Setup the plot: scales, axes labels and legend

In [8]:
ax.set_xscale("log")
ax.set_yscale("log")
ax.set_xlabel("E(TeV)")
ax.set_ylabel(r"Flux ($\frac{ph}{cm^2sTev}$)") #raw string, no characters escaping
Out[8]:
Text(0, 0.5, 'Flux ($\\frac{ph}{cm^2sTev}$)')
In [ ]:
 

In the same way we can retrieve data model, and plot it as a solid line without error

In [9]:
#Load the model
model=tev['MODEL_HESS_INFC'].data
ax.plot(model['ENERGY'], model['FLUX'], label='model', color='gray')
ax.legend()
Out[9]:
<matplotlib.legend.Legend at 0x7f1193ab3240>
In [10]:
model=tev['MODEL_HESS_INFC'].data
model.dtype
Out[10]:
dtype((numpy.record, [('ENERGY', '>f4'), ('FLUX', '>f4'), ('FLUX_ERROR_MIN', '>f4'), ('FLUX_ERROR_MAX', '>f4')]))

Fit a function

There are several ways to compute a fit in astropy, NumPy or SciPy.

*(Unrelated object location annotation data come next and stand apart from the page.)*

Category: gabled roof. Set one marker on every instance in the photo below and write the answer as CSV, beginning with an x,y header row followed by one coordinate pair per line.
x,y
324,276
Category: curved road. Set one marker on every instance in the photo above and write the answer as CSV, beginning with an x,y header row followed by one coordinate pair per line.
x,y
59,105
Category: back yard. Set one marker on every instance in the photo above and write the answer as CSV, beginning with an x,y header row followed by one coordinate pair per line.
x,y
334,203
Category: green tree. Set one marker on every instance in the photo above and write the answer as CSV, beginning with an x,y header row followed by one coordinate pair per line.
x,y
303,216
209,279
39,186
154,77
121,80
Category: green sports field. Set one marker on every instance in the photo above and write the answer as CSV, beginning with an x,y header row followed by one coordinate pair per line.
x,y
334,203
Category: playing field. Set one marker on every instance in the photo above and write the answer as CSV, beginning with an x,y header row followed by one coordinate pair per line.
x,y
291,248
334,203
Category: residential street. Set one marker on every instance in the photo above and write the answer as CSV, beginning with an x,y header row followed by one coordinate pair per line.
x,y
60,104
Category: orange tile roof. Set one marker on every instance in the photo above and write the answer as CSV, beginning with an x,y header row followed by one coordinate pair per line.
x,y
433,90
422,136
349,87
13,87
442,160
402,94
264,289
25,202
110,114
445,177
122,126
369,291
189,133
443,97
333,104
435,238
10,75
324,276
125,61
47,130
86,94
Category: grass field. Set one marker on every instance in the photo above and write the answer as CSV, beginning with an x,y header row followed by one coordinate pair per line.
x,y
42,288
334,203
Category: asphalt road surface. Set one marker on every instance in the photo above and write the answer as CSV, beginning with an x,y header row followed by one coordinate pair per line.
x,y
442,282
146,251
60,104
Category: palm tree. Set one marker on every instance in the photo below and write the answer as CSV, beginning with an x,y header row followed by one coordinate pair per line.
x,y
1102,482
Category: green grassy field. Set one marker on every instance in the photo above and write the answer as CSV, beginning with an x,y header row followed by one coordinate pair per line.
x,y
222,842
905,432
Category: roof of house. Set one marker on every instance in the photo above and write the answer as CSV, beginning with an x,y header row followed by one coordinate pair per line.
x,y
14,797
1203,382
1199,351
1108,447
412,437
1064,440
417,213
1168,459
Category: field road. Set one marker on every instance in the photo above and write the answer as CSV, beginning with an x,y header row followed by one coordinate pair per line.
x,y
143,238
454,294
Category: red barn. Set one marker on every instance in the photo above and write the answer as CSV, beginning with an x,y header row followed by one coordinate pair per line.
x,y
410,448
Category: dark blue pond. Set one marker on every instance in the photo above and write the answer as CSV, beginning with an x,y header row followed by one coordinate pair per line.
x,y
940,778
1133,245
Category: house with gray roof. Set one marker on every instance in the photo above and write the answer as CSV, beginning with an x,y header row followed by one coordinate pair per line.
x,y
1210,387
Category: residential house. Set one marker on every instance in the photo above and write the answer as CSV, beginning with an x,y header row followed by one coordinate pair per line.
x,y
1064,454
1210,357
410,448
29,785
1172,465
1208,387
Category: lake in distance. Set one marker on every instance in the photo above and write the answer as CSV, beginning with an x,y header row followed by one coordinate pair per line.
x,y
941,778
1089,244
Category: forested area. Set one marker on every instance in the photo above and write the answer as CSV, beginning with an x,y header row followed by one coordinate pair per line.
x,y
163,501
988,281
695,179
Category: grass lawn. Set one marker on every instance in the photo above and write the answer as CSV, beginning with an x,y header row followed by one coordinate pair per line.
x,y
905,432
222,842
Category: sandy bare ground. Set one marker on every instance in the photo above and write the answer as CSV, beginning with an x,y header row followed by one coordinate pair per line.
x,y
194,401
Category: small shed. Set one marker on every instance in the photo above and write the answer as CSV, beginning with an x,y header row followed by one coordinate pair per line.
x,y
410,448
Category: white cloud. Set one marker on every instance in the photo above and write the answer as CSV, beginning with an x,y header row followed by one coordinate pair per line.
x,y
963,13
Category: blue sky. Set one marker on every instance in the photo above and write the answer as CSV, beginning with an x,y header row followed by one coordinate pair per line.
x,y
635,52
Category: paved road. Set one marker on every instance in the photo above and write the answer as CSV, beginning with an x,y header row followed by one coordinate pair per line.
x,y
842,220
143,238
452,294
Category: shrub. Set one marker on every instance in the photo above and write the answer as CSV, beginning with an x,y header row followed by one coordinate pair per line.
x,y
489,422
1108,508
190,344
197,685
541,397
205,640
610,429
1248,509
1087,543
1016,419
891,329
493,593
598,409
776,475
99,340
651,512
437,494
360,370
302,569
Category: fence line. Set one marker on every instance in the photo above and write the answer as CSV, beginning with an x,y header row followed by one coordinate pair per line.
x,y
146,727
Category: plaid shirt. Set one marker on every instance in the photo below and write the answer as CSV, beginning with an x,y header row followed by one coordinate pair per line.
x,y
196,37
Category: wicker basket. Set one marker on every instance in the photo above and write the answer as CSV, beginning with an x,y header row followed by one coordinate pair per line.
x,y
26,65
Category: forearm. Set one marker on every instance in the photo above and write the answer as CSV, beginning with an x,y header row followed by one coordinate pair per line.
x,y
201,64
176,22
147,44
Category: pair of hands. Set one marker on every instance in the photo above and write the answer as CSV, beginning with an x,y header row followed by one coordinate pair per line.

NumPy and astropy.modeling modules offer a lot of prepared models for fitting

SciPy provides us a general purpose function for fit: curve_fit

In this example we will use SciPy and curve_fit.

In [11]:
from scipy.optimize import curve_fit
In [ ]:
 

optimize.curve_fit

curve_fit requires the definition of our function.

Signature of this function MUST be ydata = f(xdata, *params)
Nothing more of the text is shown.